The tribunal marks two important firsts in international justice: a judicial body created specifically to investigate an act of terrorism; and the first time an international court has tried suspects in absentia since the Nuremberg trials. The STL holds special significance in Lebanon, where Hezbollah has largely evaded any punishment for its militant acts. (Hezbollah derides the court as a Western conspiracy, and refuses to turn over the suspects in Hariri’s death.) Despite its landmark status, however, the court’s lengthy, and often inconclusive, investigation has left its efficacy in question. Though the four suspects being tried are believed to have been part of the gang that murdered Hariri, the masterminds behind the attack have never been identified.
Now, the trial nearly a decade in the making, and minus the accused, has critics and supporters alike asking: what’s the point? In Lebanon, public enthusiasm for the tribunal has dimmed, overshadowed by a conflict in neighboring Syria looming ever closer to home. (On Thursday, the latest in a series of suicide bombings killed at least three people in a Hezbollah stronghold near the Syrian border.) The sectarian divisions that exploded after Hariri’s death have only intensified in the intervening years, notably since Syria’s civil war broke out, as has the Hezbollah-Syria alliance that has long colored Lebanese politics. (Hariri was staunchly anti-Damascus.)
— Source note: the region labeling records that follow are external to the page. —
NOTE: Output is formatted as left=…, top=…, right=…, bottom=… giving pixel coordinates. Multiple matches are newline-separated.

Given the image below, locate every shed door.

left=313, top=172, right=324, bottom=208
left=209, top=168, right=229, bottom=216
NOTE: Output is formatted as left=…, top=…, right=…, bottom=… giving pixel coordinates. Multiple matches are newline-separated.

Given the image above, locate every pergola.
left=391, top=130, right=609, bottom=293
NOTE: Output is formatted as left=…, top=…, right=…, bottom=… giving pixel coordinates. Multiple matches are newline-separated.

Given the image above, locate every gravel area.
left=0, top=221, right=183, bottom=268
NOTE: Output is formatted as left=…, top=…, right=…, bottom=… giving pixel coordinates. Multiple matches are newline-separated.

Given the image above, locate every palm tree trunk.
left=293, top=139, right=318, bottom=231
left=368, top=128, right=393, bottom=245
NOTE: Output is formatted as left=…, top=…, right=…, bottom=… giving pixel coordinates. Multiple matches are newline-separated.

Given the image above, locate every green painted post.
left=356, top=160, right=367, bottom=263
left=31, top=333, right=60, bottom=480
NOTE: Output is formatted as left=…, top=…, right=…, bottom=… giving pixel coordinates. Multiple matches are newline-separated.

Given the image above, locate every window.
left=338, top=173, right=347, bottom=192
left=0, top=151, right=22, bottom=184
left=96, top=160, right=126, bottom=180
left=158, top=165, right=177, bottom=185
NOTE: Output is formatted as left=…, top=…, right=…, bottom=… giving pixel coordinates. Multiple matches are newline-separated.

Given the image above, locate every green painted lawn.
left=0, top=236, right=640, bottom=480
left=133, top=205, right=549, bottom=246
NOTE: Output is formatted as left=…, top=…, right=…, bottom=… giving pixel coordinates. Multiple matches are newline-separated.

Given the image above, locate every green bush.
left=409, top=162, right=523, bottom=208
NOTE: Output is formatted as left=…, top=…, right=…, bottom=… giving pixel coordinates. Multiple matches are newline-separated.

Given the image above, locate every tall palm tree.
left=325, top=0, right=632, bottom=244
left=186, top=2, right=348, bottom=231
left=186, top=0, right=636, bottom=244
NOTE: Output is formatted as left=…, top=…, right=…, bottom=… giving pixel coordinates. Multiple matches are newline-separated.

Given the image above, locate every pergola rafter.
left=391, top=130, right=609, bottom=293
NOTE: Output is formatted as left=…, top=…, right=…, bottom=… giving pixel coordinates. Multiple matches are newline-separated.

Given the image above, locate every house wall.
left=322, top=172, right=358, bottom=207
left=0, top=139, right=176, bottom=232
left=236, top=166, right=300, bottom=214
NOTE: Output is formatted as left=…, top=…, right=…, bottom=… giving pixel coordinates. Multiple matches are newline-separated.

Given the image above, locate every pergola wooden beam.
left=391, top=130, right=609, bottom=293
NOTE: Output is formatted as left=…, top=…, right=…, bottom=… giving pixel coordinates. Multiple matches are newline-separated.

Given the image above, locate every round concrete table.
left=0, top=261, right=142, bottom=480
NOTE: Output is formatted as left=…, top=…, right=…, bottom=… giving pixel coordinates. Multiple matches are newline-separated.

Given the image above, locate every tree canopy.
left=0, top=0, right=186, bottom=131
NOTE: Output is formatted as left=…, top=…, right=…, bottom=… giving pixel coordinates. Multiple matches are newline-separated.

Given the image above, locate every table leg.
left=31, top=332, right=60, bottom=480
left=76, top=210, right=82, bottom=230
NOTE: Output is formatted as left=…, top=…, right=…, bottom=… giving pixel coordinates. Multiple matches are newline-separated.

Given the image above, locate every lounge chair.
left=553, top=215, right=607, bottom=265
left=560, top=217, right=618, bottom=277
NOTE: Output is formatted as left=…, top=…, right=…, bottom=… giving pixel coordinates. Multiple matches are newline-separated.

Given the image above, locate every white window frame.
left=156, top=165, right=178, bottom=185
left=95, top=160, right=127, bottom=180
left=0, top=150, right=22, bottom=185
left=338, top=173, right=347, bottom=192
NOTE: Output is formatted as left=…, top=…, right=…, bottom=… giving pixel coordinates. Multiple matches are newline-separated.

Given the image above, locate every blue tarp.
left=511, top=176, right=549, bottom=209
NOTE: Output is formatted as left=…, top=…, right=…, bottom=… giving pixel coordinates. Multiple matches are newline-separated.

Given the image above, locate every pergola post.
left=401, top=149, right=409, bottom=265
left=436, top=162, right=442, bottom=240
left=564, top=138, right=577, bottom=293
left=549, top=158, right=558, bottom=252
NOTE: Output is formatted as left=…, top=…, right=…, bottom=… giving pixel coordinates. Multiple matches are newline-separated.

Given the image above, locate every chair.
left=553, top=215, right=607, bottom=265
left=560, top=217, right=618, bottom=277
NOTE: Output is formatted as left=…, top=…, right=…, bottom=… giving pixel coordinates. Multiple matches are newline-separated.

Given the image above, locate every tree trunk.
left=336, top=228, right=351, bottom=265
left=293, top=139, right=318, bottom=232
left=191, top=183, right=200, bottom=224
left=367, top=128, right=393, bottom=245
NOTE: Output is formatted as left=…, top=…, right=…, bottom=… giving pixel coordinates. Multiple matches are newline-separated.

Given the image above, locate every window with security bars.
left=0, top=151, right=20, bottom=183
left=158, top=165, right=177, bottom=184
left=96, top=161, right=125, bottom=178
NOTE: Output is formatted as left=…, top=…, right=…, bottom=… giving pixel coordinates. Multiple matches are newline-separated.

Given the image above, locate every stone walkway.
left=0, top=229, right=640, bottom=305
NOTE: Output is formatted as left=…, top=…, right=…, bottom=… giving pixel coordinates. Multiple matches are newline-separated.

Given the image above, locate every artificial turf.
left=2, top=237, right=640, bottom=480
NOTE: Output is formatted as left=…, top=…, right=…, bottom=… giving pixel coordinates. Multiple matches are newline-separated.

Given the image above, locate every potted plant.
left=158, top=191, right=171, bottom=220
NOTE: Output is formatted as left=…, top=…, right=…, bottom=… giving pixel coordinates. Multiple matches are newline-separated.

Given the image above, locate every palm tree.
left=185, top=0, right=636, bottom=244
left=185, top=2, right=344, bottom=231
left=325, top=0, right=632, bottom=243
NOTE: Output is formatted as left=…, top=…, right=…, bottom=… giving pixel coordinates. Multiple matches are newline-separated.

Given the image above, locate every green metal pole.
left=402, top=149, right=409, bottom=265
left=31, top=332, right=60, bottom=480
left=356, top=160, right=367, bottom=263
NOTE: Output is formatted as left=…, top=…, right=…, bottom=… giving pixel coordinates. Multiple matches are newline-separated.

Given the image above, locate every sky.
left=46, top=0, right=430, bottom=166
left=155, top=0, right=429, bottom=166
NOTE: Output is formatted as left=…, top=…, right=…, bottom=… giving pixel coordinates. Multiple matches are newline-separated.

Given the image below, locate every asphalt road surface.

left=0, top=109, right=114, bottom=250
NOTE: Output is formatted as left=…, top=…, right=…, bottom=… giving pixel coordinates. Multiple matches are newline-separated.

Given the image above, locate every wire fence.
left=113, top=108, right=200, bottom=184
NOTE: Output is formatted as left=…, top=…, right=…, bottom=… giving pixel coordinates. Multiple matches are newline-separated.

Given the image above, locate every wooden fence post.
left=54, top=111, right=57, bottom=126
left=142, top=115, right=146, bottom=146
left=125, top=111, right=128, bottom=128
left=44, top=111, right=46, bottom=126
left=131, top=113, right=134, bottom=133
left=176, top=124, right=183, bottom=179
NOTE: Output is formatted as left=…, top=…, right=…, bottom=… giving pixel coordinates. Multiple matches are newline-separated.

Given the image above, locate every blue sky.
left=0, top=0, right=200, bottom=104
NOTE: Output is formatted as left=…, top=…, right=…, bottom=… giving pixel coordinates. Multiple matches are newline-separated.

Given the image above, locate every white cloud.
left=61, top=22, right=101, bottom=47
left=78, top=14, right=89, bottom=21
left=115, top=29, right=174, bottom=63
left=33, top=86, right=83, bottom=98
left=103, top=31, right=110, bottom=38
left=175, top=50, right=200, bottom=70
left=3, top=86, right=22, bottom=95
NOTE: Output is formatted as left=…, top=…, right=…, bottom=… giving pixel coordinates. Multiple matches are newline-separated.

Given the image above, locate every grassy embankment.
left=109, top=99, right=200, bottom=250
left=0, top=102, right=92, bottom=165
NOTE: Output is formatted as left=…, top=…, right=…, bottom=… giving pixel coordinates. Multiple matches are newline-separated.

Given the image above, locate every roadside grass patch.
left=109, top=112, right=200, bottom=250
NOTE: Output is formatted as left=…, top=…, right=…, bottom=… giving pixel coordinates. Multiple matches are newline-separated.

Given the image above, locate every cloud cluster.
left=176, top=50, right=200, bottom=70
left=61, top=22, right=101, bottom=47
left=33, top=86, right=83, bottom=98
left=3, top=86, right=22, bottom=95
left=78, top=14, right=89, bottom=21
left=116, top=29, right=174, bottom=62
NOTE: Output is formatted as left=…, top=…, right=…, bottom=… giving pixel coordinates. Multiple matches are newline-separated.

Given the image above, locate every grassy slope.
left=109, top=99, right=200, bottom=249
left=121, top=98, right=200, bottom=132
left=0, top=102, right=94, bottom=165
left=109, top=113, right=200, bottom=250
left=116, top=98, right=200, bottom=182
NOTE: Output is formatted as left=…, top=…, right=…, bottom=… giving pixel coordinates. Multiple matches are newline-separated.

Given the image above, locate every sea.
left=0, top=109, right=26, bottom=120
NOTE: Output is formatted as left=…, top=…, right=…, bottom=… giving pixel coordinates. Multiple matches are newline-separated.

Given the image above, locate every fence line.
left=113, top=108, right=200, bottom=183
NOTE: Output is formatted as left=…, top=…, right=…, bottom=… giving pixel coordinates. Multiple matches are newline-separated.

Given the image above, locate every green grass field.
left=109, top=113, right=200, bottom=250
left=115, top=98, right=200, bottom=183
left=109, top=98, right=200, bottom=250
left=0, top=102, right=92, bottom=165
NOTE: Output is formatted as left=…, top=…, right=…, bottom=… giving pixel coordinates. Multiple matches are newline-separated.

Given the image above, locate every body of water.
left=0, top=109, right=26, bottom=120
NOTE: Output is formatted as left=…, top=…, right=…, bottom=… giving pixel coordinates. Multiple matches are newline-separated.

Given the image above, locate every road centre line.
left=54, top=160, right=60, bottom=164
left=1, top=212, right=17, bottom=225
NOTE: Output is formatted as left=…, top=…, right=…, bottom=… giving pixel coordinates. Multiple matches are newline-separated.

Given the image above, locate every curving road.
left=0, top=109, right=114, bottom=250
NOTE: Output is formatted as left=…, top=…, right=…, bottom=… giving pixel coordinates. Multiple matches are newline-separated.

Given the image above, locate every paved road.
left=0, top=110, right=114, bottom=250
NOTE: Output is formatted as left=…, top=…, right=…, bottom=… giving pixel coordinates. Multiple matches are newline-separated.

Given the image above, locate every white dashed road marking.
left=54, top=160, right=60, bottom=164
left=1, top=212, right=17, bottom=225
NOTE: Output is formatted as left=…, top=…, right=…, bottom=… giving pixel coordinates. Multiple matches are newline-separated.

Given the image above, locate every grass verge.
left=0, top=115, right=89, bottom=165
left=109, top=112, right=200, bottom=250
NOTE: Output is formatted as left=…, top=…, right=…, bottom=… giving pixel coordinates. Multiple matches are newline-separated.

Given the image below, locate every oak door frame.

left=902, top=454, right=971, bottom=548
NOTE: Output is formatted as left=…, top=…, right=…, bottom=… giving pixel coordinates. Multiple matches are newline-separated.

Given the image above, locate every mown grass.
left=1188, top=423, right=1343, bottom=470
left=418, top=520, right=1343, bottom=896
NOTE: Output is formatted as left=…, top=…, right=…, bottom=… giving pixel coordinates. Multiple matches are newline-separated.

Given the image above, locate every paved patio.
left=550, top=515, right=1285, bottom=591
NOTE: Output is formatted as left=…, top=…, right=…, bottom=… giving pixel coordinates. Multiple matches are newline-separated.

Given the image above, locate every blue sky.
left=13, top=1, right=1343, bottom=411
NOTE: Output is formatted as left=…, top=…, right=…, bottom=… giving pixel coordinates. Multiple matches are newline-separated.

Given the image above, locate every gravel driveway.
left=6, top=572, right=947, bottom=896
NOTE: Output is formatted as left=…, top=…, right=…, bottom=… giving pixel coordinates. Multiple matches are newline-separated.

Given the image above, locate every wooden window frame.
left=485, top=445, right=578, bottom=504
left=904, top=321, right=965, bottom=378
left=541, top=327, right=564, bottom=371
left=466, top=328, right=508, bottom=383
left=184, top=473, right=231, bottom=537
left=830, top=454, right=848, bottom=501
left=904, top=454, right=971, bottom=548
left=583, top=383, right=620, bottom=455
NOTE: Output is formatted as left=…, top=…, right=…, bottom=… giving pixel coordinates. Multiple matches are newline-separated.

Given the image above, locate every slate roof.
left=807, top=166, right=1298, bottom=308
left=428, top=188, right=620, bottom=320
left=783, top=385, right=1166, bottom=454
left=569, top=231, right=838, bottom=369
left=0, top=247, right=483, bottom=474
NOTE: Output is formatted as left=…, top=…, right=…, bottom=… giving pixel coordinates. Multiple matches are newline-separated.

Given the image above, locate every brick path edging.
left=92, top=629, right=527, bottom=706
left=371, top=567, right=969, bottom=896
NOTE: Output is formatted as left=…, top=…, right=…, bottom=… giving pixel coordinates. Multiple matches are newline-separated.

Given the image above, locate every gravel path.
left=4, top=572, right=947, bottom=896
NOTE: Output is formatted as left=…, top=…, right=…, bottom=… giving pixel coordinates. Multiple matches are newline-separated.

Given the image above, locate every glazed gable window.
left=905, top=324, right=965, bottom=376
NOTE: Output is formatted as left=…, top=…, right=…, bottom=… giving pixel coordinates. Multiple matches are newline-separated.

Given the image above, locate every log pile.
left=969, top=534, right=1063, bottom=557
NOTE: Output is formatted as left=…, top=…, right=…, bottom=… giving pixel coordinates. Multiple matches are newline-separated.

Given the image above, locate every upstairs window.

The tribunal opens amid a climate hostile to international judiciaries, thanks to its much-maligned neighbor in the Hague, the International Criminal Court, which is viewed by many as not only impotent, but also biased against African leaders. Criticisms hit a fever pitch in September when the African Union (A.U.) announced it would consider a mass exit from the tribunal. (It later decided against the move.) The court’s authority was already weakened by Sudanese president Omar al-Bashir’s attendance at an A.U. summer conference in Nigeria, where authorities failed to arrest the leader per ICC mandate, as well as an internal sexual abuse scandal.
True, the STL isn’t as deeply mired in controversy as the ICC, though Hezbollah has seized on fumbles with witness testimonies and suspect detentions to discredit it. But the chances for a significant legal victory are slight, particularly since court prosecutors will be hard-pressed to enforce a guilty verdict in absentia. On the opening day of a trial set to last years, the special tribunal, much like the ICC, is shaping up to be a letdown — and justice for Hariri more a hypothetical than anything else.